Part 3 showed why context graphs are the right direction for AI agents, and why the infrastructure to handle them already exists.

This post is about what happens in the field.

A fintech company built an AI agent to query their warehouse. They tested the same query more than 500 times over the course of a week. It passed every time. Then came test 701: the VP demo. Same prompt. Different query. Wrong answer.

The agent was not bad. The context it was working from was raw warehouse tables with cryptic column names and implicit join logic. The AI was reading storage, not meaning.

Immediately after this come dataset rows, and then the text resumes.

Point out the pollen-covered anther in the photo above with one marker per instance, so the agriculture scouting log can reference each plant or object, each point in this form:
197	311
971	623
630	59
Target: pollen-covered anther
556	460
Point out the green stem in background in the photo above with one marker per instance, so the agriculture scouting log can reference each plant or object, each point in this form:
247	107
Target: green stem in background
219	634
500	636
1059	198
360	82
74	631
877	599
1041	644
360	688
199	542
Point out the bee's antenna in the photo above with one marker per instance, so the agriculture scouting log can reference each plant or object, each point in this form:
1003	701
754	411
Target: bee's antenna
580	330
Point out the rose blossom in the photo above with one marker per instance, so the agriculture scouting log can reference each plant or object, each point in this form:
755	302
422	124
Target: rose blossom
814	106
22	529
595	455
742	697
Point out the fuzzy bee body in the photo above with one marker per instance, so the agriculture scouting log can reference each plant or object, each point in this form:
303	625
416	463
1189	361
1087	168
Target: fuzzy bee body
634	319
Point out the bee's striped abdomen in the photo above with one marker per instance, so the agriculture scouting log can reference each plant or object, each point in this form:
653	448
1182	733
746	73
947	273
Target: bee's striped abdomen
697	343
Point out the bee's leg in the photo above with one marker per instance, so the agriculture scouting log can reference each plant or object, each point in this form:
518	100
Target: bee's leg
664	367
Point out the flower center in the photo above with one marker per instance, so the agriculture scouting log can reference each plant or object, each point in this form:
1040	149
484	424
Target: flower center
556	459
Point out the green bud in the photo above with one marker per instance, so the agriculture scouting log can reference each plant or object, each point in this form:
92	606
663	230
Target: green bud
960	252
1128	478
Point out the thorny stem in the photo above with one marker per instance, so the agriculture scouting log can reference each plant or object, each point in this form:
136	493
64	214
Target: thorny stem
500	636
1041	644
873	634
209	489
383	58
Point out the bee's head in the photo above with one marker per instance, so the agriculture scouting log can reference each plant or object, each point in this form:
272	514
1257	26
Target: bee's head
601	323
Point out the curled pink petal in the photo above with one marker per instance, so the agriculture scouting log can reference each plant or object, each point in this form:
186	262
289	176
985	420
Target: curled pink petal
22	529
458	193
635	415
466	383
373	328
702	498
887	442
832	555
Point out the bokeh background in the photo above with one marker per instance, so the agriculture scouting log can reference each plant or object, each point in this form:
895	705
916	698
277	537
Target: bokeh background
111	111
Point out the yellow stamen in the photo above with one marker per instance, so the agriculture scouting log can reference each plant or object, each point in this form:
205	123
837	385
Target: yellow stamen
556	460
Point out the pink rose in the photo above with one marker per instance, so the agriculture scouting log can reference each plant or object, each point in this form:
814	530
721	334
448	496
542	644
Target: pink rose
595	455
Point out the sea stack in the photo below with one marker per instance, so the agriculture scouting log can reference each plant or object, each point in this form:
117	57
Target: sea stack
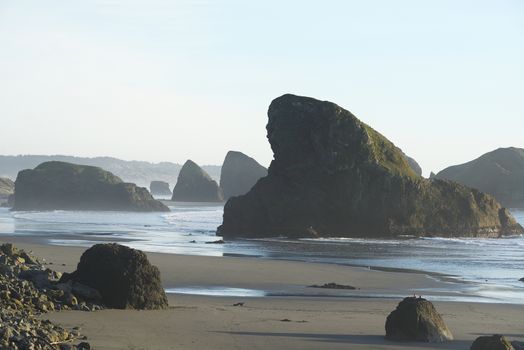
333	175
7	188
59	185
239	173
160	188
499	173
195	185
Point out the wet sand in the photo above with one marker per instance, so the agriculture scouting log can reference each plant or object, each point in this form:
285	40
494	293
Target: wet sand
306	318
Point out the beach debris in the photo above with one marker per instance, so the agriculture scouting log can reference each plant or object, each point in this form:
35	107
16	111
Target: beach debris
29	289
288	320
416	319
220	241
493	342
332	285
123	276
518	345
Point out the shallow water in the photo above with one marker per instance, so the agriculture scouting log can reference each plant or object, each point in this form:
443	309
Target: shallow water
493	266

They are not alone. Over the past several months, the RudderStack team has been part of conversations with 11 companies across healthcare, fintech, automotive, e-commerce, entertainment, and wealth management. The same pattern repeats. Every one is building something with AI. Every one hits a wall. The walls look different from the inside, but if you line them up, three failure families emerge.

The diagram below describes these walls and is followed by additional industry examples.

Three failure patterns

"I can't see my customer"

Identity fragmentation. The customer who signed up on mobile, browsed on desktop, and called support from a phone number shows up as three different people. Every downstream model inherits the fragmentation.

A healthcare platform matches therapists to patients using embeddings, but the embeddings only see onboarding data, not behavioral history, because event data lives in a separate system with no connection to the patient entity, so it never feeds the recommendations at all.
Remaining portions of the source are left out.